Perhaps I noticed it more starkly because I was sick and working a reduced schedule this week. Frankly with two kids in New York City private schools I usually ignore the daily onslaught of emails announcing school raffles, parent coffee mornings, walks in support of a variety of worthy causes and the like. However, the week I read them all. Including, all too frequently, the blast reply-to-all from the email-challenged parent confirming that Dakota's missing pink cardigan could not, unfortunately, be found in her daughter Tiffany's schoolbag.
Now, don't get me wrong. I think all parents have a moral obligation to take an active interest and involvement in their children's education. However, I was struck by the difference between the New York and London schools our children have attended. During the seven school years Mariana and Walter attended English schools, they received an excellent education from teachers who cared deeply about their students. Among their pedagogic talents, they had also mastered the use of the class email list. Nonetheless, they managed to resist the urge to over-communicate, or as their charges would say, they did not inflict the dreaded T.M.I.
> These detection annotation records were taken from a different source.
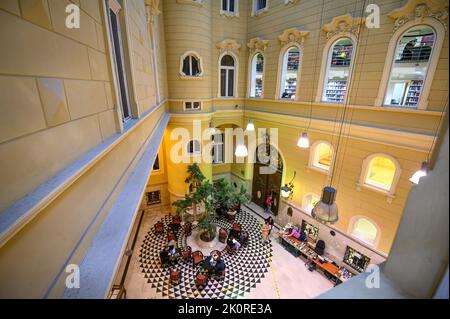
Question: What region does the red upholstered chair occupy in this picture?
[195,273,208,287]
[167,232,175,242]
[183,223,192,236]
[219,228,228,243]
[155,222,164,235]
[170,269,181,284]
[181,246,192,261]
[192,250,203,267]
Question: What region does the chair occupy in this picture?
[239,230,249,247]
[181,246,192,261]
[192,250,203,267]
[167,232,175,242]
[170,269,181,284]
[219,228,228,243]
[195,273,208,287]
[183,223,192,236]
[155,222,164,235]
[314,239,325,256]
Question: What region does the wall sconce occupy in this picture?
[280,171,297,199]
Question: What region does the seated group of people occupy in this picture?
[159,240,180,264]
[202,252,225,275]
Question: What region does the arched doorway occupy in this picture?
[252,143,283,216]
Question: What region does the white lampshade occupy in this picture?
[245,121,255,132]
[409,162,428,184]
[297,132,309,148]
[234,144,248,157]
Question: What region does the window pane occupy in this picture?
[192,57,200,76]
[281,48,300,99]
[366,157,395,190]
[384,26,435,108]
[183,56,191,76]
[220,55,234,66]
[314,143,332,170]
[352,218,378,244]
[228,70,234,96]
[220,69,227,96]
[323,38,353,103]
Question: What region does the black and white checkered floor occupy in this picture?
[139,211,272,299]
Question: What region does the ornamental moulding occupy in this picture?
[216,39,241,53]
[247,38,269,53]
[388,0,448,32]
[278,28,309,47]
[322,14,364,39]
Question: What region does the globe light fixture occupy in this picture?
[234,143,248,157]
[311,186,339,224]
[409,162,428,185]
[245,120,255,132]
[297,132,309,148]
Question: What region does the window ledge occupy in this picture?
[220,10,239,19]
[356,183,395,204]
[306,165,331,176]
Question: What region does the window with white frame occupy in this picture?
[221,0,239,15]
[309,141,333,172]
[220,54,236,97]
[184,101,202,111]
[351,217,379,246]
[186,140,201,155]
[250,53,264,97]
[211,133,225,164]
[280,47,300,100]
[302,193,320,214]
[362,154,400,192]
[107,0,131,122]
[181,53,202,77]
[384,25,436,108]
[253,0,268,13]
[322,37,354,103]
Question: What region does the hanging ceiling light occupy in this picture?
[409,162,428,184]
[311,186,339,224]
[245,120,255,132]
[297,132,309,148]
[234,143,248,157]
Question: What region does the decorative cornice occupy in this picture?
[388,0,448,32]
[145,0,161,22]
[322,14,364,39]
[247,38,269,53]
[278,28,309,47]
[216,39,241,53]
[177,0,205,7]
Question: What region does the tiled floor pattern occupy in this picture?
[125,208,333,299]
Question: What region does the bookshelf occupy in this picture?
[405,80,423,106]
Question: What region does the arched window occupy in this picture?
[309,141,333,172]
[220,54,236,97]
[351,217,380,246]
[302,193,320,214]
[180,52,202,77]
[361,154,400,194]
[280,47,300,100]
[250,53,264,97]
[322,37,354,103]
[384,25,436,108]
[186,140,201,155]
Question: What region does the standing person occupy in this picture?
[264,195,272,214]
[265,216,274,235]
[261,223,270,243]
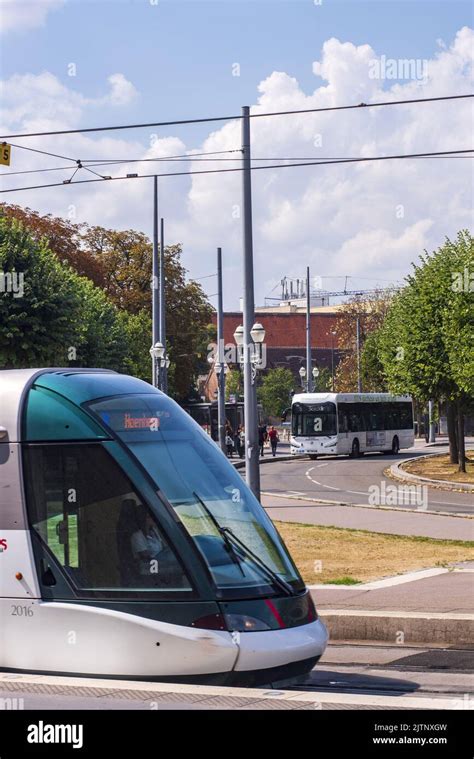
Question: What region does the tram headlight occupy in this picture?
[225,614,272,632]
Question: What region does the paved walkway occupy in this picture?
[262,495,474,540]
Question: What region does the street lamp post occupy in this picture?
[241,106,260,500]
[234,322,265,484]
[150,342,170,390]
[331,330,337,392]
[214,360,229,453]
[150,176,160,387]
[311,366,319,391]
[356,316,362,393]
[298,366,307,392]
[216,248,226,453]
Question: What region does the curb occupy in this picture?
[316,612,474,647]
[260,490,474,520]
[232,453,306,469]
[388,453,474,493]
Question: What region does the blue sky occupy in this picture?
[1,0,472,140]
[0,0,474,308]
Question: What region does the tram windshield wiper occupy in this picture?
[193,491,245,577]
[193,492,295,596]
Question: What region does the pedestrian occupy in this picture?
[234,424,242,459]
[225,434,234,458]
[239,424,245,456]
[258,424,268,458]
[268,425,280,456]
[225,420,234,458]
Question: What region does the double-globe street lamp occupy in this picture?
[234,322,265,385]
[150,342,171,390]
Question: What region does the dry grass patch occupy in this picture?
[402,451,474,483]
[275,522,474,585]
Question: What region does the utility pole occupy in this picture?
[356,317,362,393]
[151,176,160,387]
[160,214,168,393]
[217,248,226,453]
[242,105,260,500]
[306,266,313,393]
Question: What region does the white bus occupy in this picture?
[290,393,415,459]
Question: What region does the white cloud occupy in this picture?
[1,28,474,308]
[0,0,65,32]
[106,74,138,105]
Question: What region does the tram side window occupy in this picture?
[25,444,190,592]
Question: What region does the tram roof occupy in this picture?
[292,393,412,403]
[0,367,160,442]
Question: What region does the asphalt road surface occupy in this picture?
[0,643,474,721]
[260,444,474,514]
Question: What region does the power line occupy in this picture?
[5,150,474,177]
[0,148,474,194]
[6,143,76,162]
[0,94,474,140]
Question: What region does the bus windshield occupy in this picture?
[291,403,337,437]
[88,393,304,596]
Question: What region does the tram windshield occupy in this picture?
[88,394,304,595]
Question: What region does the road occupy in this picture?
[0,643,474,711]
[260,442,474,514]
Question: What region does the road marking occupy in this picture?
[0,673,460,710]
[261,490,474,520]
[306,567,474,592]
[305,472,472,506]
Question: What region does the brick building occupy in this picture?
[213,303,343,381]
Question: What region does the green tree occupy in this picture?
[82,227,212,400]
[257,368,295,416]
[0,216,80,368]
[0,216,128,371]
[0,204,215,400]
[378,230,474,471]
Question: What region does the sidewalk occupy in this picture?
[261,495,474,540]
[310,562,474,648]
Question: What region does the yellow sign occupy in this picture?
[0,142,12,166]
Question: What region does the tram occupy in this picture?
[0,369,327,686]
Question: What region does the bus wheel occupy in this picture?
[351,438,360,459]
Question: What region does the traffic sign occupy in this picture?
[0,142,12,166]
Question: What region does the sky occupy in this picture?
[0,0,474,309]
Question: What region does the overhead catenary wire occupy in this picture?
[0,145,242,177]
[0,93,474,140]
[0,148,474,194]
[0,153,474,177]
[5,142,76,163]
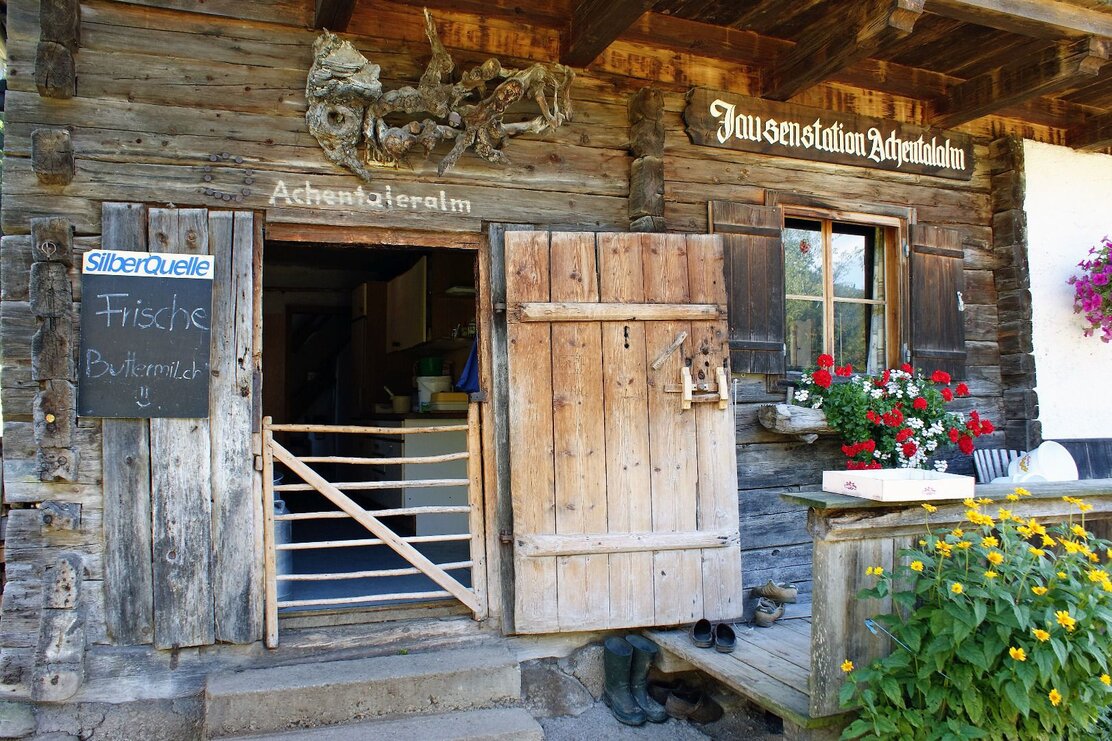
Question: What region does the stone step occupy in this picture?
[205,645,522,739]
[224,708,545,741]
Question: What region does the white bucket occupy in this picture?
[417,376,451,412]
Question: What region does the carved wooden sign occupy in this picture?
[305,10,575,182]
[684,88,973,180]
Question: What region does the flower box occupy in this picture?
[823,468,973,502]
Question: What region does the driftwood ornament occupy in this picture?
[305,10,575,181]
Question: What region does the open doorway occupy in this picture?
[262,241,478,613]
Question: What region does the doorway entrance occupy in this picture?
[261,241,484,641]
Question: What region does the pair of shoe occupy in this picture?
[753,580,800,628]
[648,680,722,724]
[603,635,668,725]
[691,618,737,653]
It is, of course, easy to criticize and harder to suggest what level or form of school communication is optimal. Moreover, parents have different attitudes toward how much information is too much and they also receive different amounts of daily email. So, here is my suggestion for schools or other organizations to fit information output to the differing information needs and desires of their stakeholders. First, developing a sound communication strategy should not be conflated with establishing an optimal email policy. There are many tools available: web sites, community wikis, RSS and Twitter feeds, Facebook and Tumblr pages, YouTube videos and podcasts, Google+ circles, Instagram photo sharing, as well as plain old mail and telephone. Second, the individual seeking to share information should ask himself how urgent is the communication? Does it need to go to the entire community or just a subset? Is a responsive action required or is it just an FYI communication? Once these and other similar questions are answered a suitable communications strategy can be determined.
We all love our kids and we are all subjected to far more information than we can hope to process and act upon. Schools are in an excellent position to start establishing the norms of communication that their students will carry forward to their next schools, employers and other institutions.